Trailhead merged with myEdu aims to make it easier to browse course. The code consists of a user interface written in html and javascript and a backend written in scala. The backend is split into two separate parts:
- web: Takes care of requests from the frontend
- paper: Takes care of parsing and analyzing text documents
For Trailhead to work you must have an instance of mongoDB running in the background and sbt installed on your system. Once you've installed these, clone the repository:
git clone https://github.com/Traill/myedu.git
Next step is to parse a set of documents and add their information to the database. To do so, run
sbt console
Once sbt has compiled the project and opened the console you type the following:
import paper._
val a = Analyzer.initialize("myeducs").parse.link.save
In the last command the following things happen:
- initialize("myeducs") specifies the location of the documents relative the resources folder
- parse takes each document and parses it
- link goes through the documents and calculates the similarity between each document
- save saves the documents to the database
Now that the database is set up, all that is left to do is to write exit to exit the console, and type sbt run from the command line. Trailhead should now be running on localhost
The Analyzer takes care of tasks to do with parsing texts and measuring their similarities. It consists of the Analyzer case class and a companion object, the Analyzer object, both are in src/paper/Analyzer.scala. Depending on the type of data we are using, we extend analyzer with different traits (MyEdu, ITA2013, ISIT2012). These traits provide the function parseDoc(d : Document) : Document which takes care of getting information out of a file and inserting it in the Document case class (src/paper/Document.scala).
The analyzer provides a few top level functions for handling the data. Starting with the Analyzer companion object we have the following functions:
- initialize(path : String) : Analyzer -- Given a path relative to the resources folder, this will read in the file names of the folder as id's ready to be parsed.
- fromCache(c : String) : Analyzer -- If data has been loaded from folder "my_folder" and saved to Cache, it can be loaded directly by calling Analyzer.fromCache("my_folder").
The Analyzer class then supports the following methods:
- parse : Analyzer -- For every id in the analyzer, the corresponding file is parsed and loaded into the Document case class. Note that you should call Analyzer.initialize before calling parse.
- link : Analyzer -- For every document in the analyzer, the similarity to all other documents is calculated. Note that you should call Analyzer.parse or Analyzer.fromCache("folder_name") before loading since we need the data parsed before it can be linked.
- save : Analyzer -- Save all the documents to the database. This will overwrite previously saved documents from the same folder name without notifying you.
- load : Analyzer -- Load all the documents from the database. Usually
used in conjunction with Analyzer.fromCache("folder_name") (e.g.
Analyzer.fromCache("myedu").load). - graph : Graph -- Returns a graph structure where each document is a node and the links have weights corresponding to the similarity between two documents. Note that this function doesn't have a return type of Analyzer.
- spectral(k : Int) : Analyzer -- Partitions the graph of documents into k partitions, that are then saved with the Document.
- louvain(treshold : Int = 20) : Analyzer -- As above but using a modularity optimizing graph clustering technique commonly known as the louvain method.
- get(id : String) : Option[Document] -- Returns the document corresponding to the id if such a document exists.
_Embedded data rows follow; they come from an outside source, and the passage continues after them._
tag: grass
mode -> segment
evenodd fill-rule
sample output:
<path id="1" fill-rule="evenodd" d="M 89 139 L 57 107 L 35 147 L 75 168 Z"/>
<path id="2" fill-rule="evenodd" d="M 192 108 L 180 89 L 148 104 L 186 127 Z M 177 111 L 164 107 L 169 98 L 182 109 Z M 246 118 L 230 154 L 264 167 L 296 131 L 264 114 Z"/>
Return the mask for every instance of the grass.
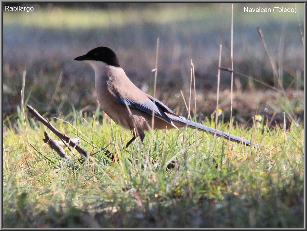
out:
<path id="1" fill-rule="evenodd" d="M 233 120 L 238 123 L 243 121 L 240 123 L 247 125 L 249 121 L 252 121 L 255 112 L 262 115 L 263 119 L 261 128 L 250 123 L 251 126 L 248 128 L 233 126 L 231 132 L 266 148 L 260 149 L 228 143 L 227 140 L 200 132 L 183 129 L 150 132 L 143 145 L 137 140 L 124 150 L 122 147 L 131 138 L 131 133 L 115 124 L 101 112 L 99 107 L 95 107 L 96 96 L 89 90 L 94 88 L 90 74 L 80 77 L 81 70 L 86 73 L 89 68 L 85 71 L 84 66 L 77 67 L 70 64 L 76 56 L 74 52 L 80 55 L 78 52 L 84 51 L 77 50 L 76 47 L 84 47 L 85 44 L 91 46 L 102 39 L 107 44 L 114 46 L 116 44 L 118 50 L 123 50 L 121 57 L 124 60 L 125 57 L 126 60 L 130 60 L 126 64 L 123 62 L 125 69 L 131 66 L 132 69 L 141 70 L 139 68 L 143 66 L 146 70 L 139 72 L 147 76 L 147 69 L 152 69 L 151 65 L 154 62 L 150 60 L 153 59 L 138 56 L 137 59 L 131 61 L 131 57 L 136 56 L 126 48 L 130 46 L 127 41 L 133 41 L 133 44 L 140 42 L 140 46 L 152 47 L 159 35 L 162 38 L 159 50 L 163 51 L 159 60 L 165 59 L 165 54 L 174 54 L 175 47 L 173 50 L 169 49 L 171 46 L 169 44 L 173 44 L 176 38 L 179 51 L 183 44 L 182 58 L 187 54 L 184 51 L 186 48 L 183 45 L 187 41 L 194 49 L 201 51 L 201 55 L 188 54 L 188 60 L 190 60 L 190 56 L 192 57 L 193 63 L 200 67 L 209 60 L 206 65 L 216 69 L 216 65 L 212 65 L 211 55 L 205 56 L 209 57 L 207 59 L 204 58 L 204 44 L 207 44 L 209 37 L 216 42 L 217 36 L 215 35 L 220 34 L 213 31 L 217 28 L 225 33 L 229 32 L 229 25 L 225 21 L 229 21 L 229 16 L 223 11 L 230 5 L 215 5 L 218 6 L 212 8 L 207 5 L 204 5 L 203 8 L 199 7 L 200 5 L 191 8 L 182 6 L 180 9 L 162 7 L 136 10 L 128 8 L 122 11 L 115 8 L 107 11 L 84 11 L 53 7 L 49 11 L 47 8 L 36 9 L 32 14 L 4 12 L 4 228 L 304 227 L 304 125 L 300 121 L 300 117 L 297 120 L 291 119 L 299 122 L 297 126 L 294 123 L 289 125 L 287 119 L 284 130 L 283 117 L 274 127 L 272 125 L 275 121 L 271 119 L 275 113 L 284 112 L 287 116 L 292 116 L 292 112 L 296 112 L 303 117 L 303 91 L 297 90 L 304 89 L 299 81 L 302 72 L 303 75 L 303 69 L 296 66 L 297 63 L 301 63 L 299 58 L 302 52 L 297 52 L 298 56 L 294 59 L 291 56 L 290 62 L 285 58 L 283 60 L 290 76 L 283 76 L 286 92 L 281 93 L 277 89 L 272 90 L 271 87 L 270 91 L 265 88 L 262 92 L 255 85 L 253 86 L 257 87 L 256 91 L 253 92 L 251 87 L 250 91 L 241 91 L 246 88 L 244 81 L 247 81 L 247 78 L 240 79 L 243 85 L 234 92 L 234 109 L 239 112 L 234 115 Z M 261 15 L 240 13 L 236 7 L 239 5 L 234 6 L 235 26 L 243 25 L 243 32 L 247 26 L 253 28 L 259 23 L 265 32 L 267 26 L 269 29 L 264 33 L 266 41 L 269 41 L 269 50 L 274 50 L 272 44 L 274 42 L 270 41 L 270 40 L 279 36 L 280 25 L 277 22 L 280 16 L 266 14 L 265 20 L 262 21 L 259 19 Z M 302 10 L 302 8 L 300 9 Z M 302 11 L 299 15 L 303 17 Z M 282 18 L 290 22 L 289 28 L 297 25 L 293 21 L 293 18 L 296 20 L 294 15 L 284 14 Z M 212 24 L 212 21 L 217 23 Z M 126 30 L 123 30 L 123 25 Z M 81 31 L 76 29 L 77 26 Z M 98 27 L 101 30 L 97 29 Z M 110 30 L 106 29 L 109 27 Z M 182 32 L 178 30 L 182 28 Z M 173 28 L 178 29 L 174 31 L 176 35 L 167 37 L 167 35 L 174 34 L 169 29 Z M 203 33 L 208 29 L 210 36 Z M 235 28 L 234 32 L 238 30 Z M 117 40 L 119 30 L 127 36 L 126 40 Z M 17 31 L 18 36 L 15 36 Z M 140 31 L 146 36 L 140 35 Z M 282 34 L 285 39 L 291 40 L 291 45 L 297 44 L 292 43 L 291 38 L 295 37 L 297 40 L 299 36 L 292 31 L 285 31 L 288 32 Z M 249 44 L 248 50 L 250 44 L 253 44 L 253 40 L 258 36 L 254 35 L 245 41 L 241 38 L 244 35 L 237 35 L 240 39 L 236 41 L 240 44 Z M 47 39 L 50 40 L 47 40 L 49 42 L 45 41 Z M 224 39 L 228 40 L 228 38 Z M 196 41 L 200 42 L 198 43 Z M 163 46 L 164 43 L 167 45 Z M 208 47 L 213 46 L 207 45 Z M 261 50 L 255 47 L 253 52 L 257 53 L 257 50 Z M 56 47 L 60 51 L 60 55 Z M 120 49 L 121 47 L 125 48 Z M 288 47 L 285 47 L 286 50 Z M 150 53 L 150 49 L 145 52 L 139 47 L 131 49 L 139 51 L 139 54 Z M 295 50 L 290 53 L 295 53 Z M 235 54 L 239 54 L 240 51 L 235 49 Z M 210 49 L 205 51 L 206 54 L 215 53 Z M 266 86 L 270 85 L 272 70 L 269 74 L 263 74 L 266 73 L 263 70 L 267 59 L 262 55 L 261 62 L 258 62 L 255 58 L 259 58 L 256 54 L 255 57 L 252 52 L 244 54 L 248 59 L 241 56 L 246 63 L 243 68 L 238 66 L 235 69 L 240 70 L 249 79 L 251 78 L 249 75 L 250 73 L 253 76 L 255 75 L 254 80 L 257 78 L 254 71 L 257 70 L 260 80 L 266 81 Z M 228 58 L 224 56 L 223 54 L 225 61 Z M 282 60 L 278 57 L 280 68 Z M 179 62 L 172 59 L 172 66 L 173 61 L 174 66 L 178 65 Z M 237 60 L 234 61 L 238 63 Z M 163 63 L 163 66 L 158 65 L 159 74 L 167 76 L 168 72 L 163 69 L 169 69 L 171 65 L 169 62 Z M 291 66 L 293 63 L 295 65 Z M 150 68 L 147 68 L 148 66 Z M 205 72 L 215 73 L 216 70 Z M 130 71 L 128 76 L 133 77 L 134 75 L 131 73 L 134 73 Z M 199 71 L 195 77 L 196 81 L 204 77 Z M 24 76 L 26 77 L 22 85 L 20 77 L 23 73 L 26 73 Z M 187 80 L 185 75 L 181 77 L 181 80 Z M 181 81 L 178 81 L 177 75 L 173 80 L 170 80 L 170 77 L 169 75 L 168 80 L 165 78 L 160 83 L 158 81 L 161 92 L 157 93 L 157 96 L 160 95 L 157 97 L 163 101 L 169 98 L 168 105 L 171 108 L 176 108 L 179 101 L 183 106 L 182 100 L 176 99 L 176 95 L 180 94 L 174 94 L 172 91 L 176 84 L 172 86 L 171 84 L 172 81 L 176 81 L 181 90 L 184 88 L 184 84 L 179 82 Z M 205 85 L 202 83 L 200 81 L 196 84 L 200 86 L 195 92 L 198 114 L 194 117 L 199 120 L 208 115 L 204 115 L 205 112 L 213 111 L 216 104 L 215 93 L 204 94 L 203 87 Z M 25 86 L 23 95 L 25 97 L 23 104 L 31 104 L 61 131 L 72 137 L 79 138 L 81 145 L 93 154 L 82 164 L 77 161 L 80 156 L 75 150 L 65 148 L 67 154 L 74 160 L 77 169 L 72 169 L 68 163 L 43 142 L 44 132 L 48 130 L 26 110 L 26 119 L 24 119 L 19 89 Z M 165 90 L 166 88 L 167 90 Z M 293 90 L 295 88 L 296 91 Z M 226 131 L 229 131 L 229 124 L 223 122 L 229 120 L 227 114 L 231 100 L 227 90 L 221 90 L 220 93 L 223 100 L 219 102 L 219 107 L 223 108 L 224 114 L 221 120 L 219 118 L 217 125 L 218 129 Z M 185 91 L 183 95 L 185 95 Z M 167 92 L 171 92 L 171 97 Z M 192 111 L 195 108 L 193 104 L 191 105 Z M 184 107 L 181 108 L 184 110 Z M 177 112 L 184 115 L 183 111 L 178 110 Z M 93 112 L 95 112 L 95 114 Z M 214 117 L 204 120 L 206 125 L 215 127 Z M 117 154 L 118 162 L 107 160 L 103 151 L 107 146 Z M 174 161 L 178 165 L 169 168 Z"/>
<path id="2" fill-rule="evenodd" d="M 4 228 L 303 227 L 302 126 L 233 129 L 265 150 L 185 129 L 149 133 L 125 151 L 130 133 L 99 111 L 51 120 L 96 153 L 76 170 L 42 142 L 33 118 L 25 124 L 20 111 L 16 124 L 4 120 Z M 101 150 L 110 143 L 118 162 Z M 173 160 L 179 167 L 169 169 Z"/>

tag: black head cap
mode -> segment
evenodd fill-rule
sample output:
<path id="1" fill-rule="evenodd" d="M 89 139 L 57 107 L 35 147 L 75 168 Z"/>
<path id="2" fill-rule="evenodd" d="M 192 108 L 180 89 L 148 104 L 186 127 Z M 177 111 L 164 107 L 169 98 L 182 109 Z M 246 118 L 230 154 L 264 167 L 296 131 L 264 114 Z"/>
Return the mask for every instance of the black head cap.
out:
<path id="1" fill-rule="evenodd" d="M 105 47 L 99 47 L 90 51 L 84 55 L 77 57 L 75 60 L 94 60 L 101 61 L 108 65 L 120 67 L 120 63 L 114 51 Z"/>

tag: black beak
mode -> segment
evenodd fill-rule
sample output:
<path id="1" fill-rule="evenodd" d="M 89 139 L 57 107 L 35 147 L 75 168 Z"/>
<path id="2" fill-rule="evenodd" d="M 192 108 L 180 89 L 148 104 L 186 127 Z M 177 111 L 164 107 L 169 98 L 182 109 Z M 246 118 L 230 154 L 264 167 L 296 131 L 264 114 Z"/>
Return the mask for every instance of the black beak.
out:
<path id="1" fill-rule="evenodd" d="M 81 55 L 75 59 L 74 60 L 77 60 L 78 61 L 82 61 L 84 60 L 89 60 L 90 59 L 88 57 L 86 56 L 86 55 Z"/>

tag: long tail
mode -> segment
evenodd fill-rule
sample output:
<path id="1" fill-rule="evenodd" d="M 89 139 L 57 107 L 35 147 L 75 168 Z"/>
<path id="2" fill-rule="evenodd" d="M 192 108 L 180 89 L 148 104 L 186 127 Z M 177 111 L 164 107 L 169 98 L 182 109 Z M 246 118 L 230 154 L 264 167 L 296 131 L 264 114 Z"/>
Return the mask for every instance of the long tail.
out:
<path id="1" fill-rule="evenodd" d="M 178 117 L 168 113 L 166 114 L 169 118 L 173 121 L 175 125 L 178 127 L 182 127 L 186 125 L 189 127 L 194 129 L 197 128 L 199 130 L 210 133 L 213 135 L 215 134 L 216 136 L 222 137 L 227 139 L 230 139 L 232 141 L 234 141 L 237 143 L 243 143 L 247 146 L 250 146 L 252 144 L 251 142 L 250 141 L 246 140 L 241 137 L 236 136 L 233 135 L 220 131 L 219 130 L 216 130 L 214 128 L 198 123 L 195 123 L 195 122 L 188 120 L 184 118 Z M 256 144 L 252 144 L 255 146 L 258 146 L 258 145 Z"/>

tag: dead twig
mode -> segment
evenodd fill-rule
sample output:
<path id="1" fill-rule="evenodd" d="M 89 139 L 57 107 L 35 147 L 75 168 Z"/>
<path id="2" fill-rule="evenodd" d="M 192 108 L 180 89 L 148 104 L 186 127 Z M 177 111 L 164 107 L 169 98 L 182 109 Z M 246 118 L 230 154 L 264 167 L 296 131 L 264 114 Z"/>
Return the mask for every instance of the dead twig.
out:
<path id="1" fill-rule="evenodd" d="M 68 145 L 75 149 L 78 152 L 80 153 L 83 157 L 85 158 L 87 158 L 89 156 L 88 152 L 84 148 L 80 146 L 78 142 L 75 142 L 69 136 L 66 135 L 65 134 L 62 133 L 55 127 L 53 125 L 49 123 L 45 119 L 37 112 L 35 109 L 31 106 L 27 104 L 27 108 L 29 110 L 29 112 L 37 119 L 39 121 L 42 123 L 44 125 L 50 129 L 51 131 L 56 135 L 60 139 L 65 141 Z"/>

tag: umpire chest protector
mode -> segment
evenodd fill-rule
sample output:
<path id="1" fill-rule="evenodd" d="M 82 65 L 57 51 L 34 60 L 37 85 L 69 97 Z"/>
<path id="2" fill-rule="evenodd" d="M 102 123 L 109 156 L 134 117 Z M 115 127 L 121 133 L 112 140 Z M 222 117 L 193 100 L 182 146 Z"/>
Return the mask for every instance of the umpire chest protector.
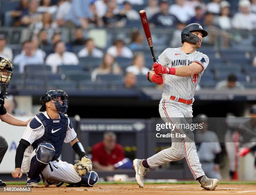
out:
<path id="1" fill-rule="evenodd" d="M 68 129 L 68 119 L 64 114 L 59 114 L 60 118 L 59 119 L 48 119 L 43 113 L 39 113 L 36 116 L 40 120 L 44 128 L 44 133 L 43 136 L 36 140 L 32 144 L 33 148 L 35 149 L 40 143 L 48 142 L 51 143 L 55 149 L 55 153 L 53 159 L 56 159 L 61 154 L 61 148 Z M 33 121 L 33 120 L 34 120 Z M 29 125 L 32 129 L 33 126 L 37 125 L 39 123 L 35 118 L 31 122 Z"/>

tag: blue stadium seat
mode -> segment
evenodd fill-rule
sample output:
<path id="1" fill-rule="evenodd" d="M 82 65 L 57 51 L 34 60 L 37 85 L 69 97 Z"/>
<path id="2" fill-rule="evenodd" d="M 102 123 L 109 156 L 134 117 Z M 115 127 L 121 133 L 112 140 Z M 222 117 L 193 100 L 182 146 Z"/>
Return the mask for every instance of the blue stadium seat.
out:
<path id="1" fill-rule="evenodd" d="M 91 80 L 91 74 L 89 72 L 81 71 L 72 71 L 66 72 L 65 75 L 67 79 L 70 81 L 79 81 L 83 80 Z"/>
<path id="2" fill-rule="evenodd" d="M 122 75 L 108 74 L 98 74 L 97 76 L 96 80 L 101 81 L 120 81 L 121 82 L 123 80 Z"/>
<path id="3" fill-rule="evenodd" d="M 24 67 L 24 72 L 31 73 L 35 72 L 51 72 L 51 67 L 45 64 L 30 64 L 26 65 Z"/>
<path id="4" fill-rule="evenodd" d="M 100 65 L 102 59 L 93 57 L 79 58 L 79 65 L 84 68 L 90 69 L 97 67 Z"/>
<path id="5" fill-rule="evenodd" d="M 72 71 L 83 71 L 83 68 L 79 66 L 62 65 L 57 67 L 57 71 L 59 73 L 66 73 Z"/>

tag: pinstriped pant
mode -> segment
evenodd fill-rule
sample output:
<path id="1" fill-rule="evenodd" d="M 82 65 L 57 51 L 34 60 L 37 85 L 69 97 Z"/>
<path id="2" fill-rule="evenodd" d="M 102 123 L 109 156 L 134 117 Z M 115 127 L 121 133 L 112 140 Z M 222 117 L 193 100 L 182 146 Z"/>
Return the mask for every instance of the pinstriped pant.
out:
<path id="1" fill-rule="evenodd" d="M 159 111 L 162 119 L 166 122 L 184 123 L 184 117 L 192 117 L 192 106 L 171 100 L 161 99 Z M 189 130 L 190 131 L 190 130 Z M 174 133 L 184 134 L 182 129 L 176 129 Z M 172 147 L 162 150 L 147 159 L 148 163 L 154 168 L 164 163 L 176 161 L 185 157 L 188 165 L 195 179 L 204 175 L 197 153 L 195 142 L 191 139 L 191 134 L 186 138 L 172 138 Z M 193 135 L 192 135 L 193 136 Z"/>

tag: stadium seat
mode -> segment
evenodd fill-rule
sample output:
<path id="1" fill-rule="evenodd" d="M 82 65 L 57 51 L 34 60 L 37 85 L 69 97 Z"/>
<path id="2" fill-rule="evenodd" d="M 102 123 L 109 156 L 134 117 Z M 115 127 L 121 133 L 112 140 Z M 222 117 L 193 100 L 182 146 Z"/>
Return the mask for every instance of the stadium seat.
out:
<path id="1" fill-rule="evenodd" d="M 58 66 L 57 71 L 60 73 L 65 73 L 74 71 L 82 71 L 83 70 L 82 67 L 79 66 L 63 65 Z"/>
<path id="2" fill-rule="evenodd" d="M 94 68 L 99 66 L 102 59 L 98 58 L 93 57 L 85 57 L 79 58 L 79 65 L 84 69 Z"/>
<path id="3" fill-rule="evenodd" d="M 91 74 L 89 72 L 72 71 L 66 72 L 65 74 L 67 79 L 70 81 L 78 81 L 83 80 L 91 80 Z"/>
<path id="4" fill-rule="evenodd" d="M 96 80 L 101 81 L 120 81 L 123 80 L 123 76 L 120 75 L 108 74 L 99 74 L 97 76 Z"/>
<path id="5" fill-rule="evenodd" d="M 51 67 L 45 64 L 29 64 L 25 65 L 24 67 L 24 72 L 26 73 L 31 73 L 36 72 L 51 72 Z"/>

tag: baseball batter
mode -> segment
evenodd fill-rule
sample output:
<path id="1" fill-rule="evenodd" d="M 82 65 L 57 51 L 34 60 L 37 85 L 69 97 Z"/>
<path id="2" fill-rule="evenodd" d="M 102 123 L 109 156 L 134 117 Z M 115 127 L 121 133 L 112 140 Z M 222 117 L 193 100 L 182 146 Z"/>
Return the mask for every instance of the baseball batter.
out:
<path id="1" fill-rule="evenodd" d="M 162 119 L 166 122 L 180 122 L 181 118 L 192 117 L 192 104 L 195 91 L 204 71 L 209 63 L 206 55 L 196 51 L 200 48 L 203 37 L 208 33 L 197 23 L 186 26 L 181 33 L 181 48 L 168 48 L 159 56 L 154 69 L 148 73 L 147 79 L 159 84 L 163 83 L 164 88 L 159 105 Z M 184 133 L 176 128 L 176 132 Z M 144 160 L 135 159 L 133 166 L 136 179 L 140 187 L 144 186 L 143 179 L 149 168 L 154 168 L 164 163 L 176 161 L 185 157 L 195 179 L 207 190 L 214 190 L 219 181 L 209 179 L 202 170 L 195 142 L 188 137 L 172 138 L 172 147 L 164 149 Z"/>
<path id="2" fill-rule="evenodd" d="M 12 175 L 21 177 L 22 168 L 27 173 L 27 187 L 37 187 L 41 179 L 46 187 L 59 182 L 90 187 L 98 180 L 97 174 L 91 171 L 91 160 L 65 114 L 67 99 L 64 91 L 46 91 L 41 98 L 42 112 L 32 119 L 21 137 Z M 59 159 L 64 142 L 69 142 L 81 159 L 74 166 Z"/>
Often while development it will desirable to load files from a folder containing specific documents or fewer files and consequently display them in the web interface. To do so, create a folder in the resources/ directory, say "resources/gnuf" (the '/' is a directory separator. Substitute by the appropriate symbol on non-unix systems). Then to add data to the database, open the sbt console (by running sbt console in the root directory) and execute the following commands:
import paper._
val a = Analyzer.initialize("gnuf").parse.link.save
Once this is done, open the file "src/web/Server.scala" and modify line 15 so "myeducs" is changed to "gnuf". Now you can run the server by calling "sbt run" from the command line and seeing the result in your browser here.
Trailhead has been developed by Yannik Messerli, Amine Mansour, Jonny Quarta and Jonas Arnfred under the guidance of Rudiger Urbanke.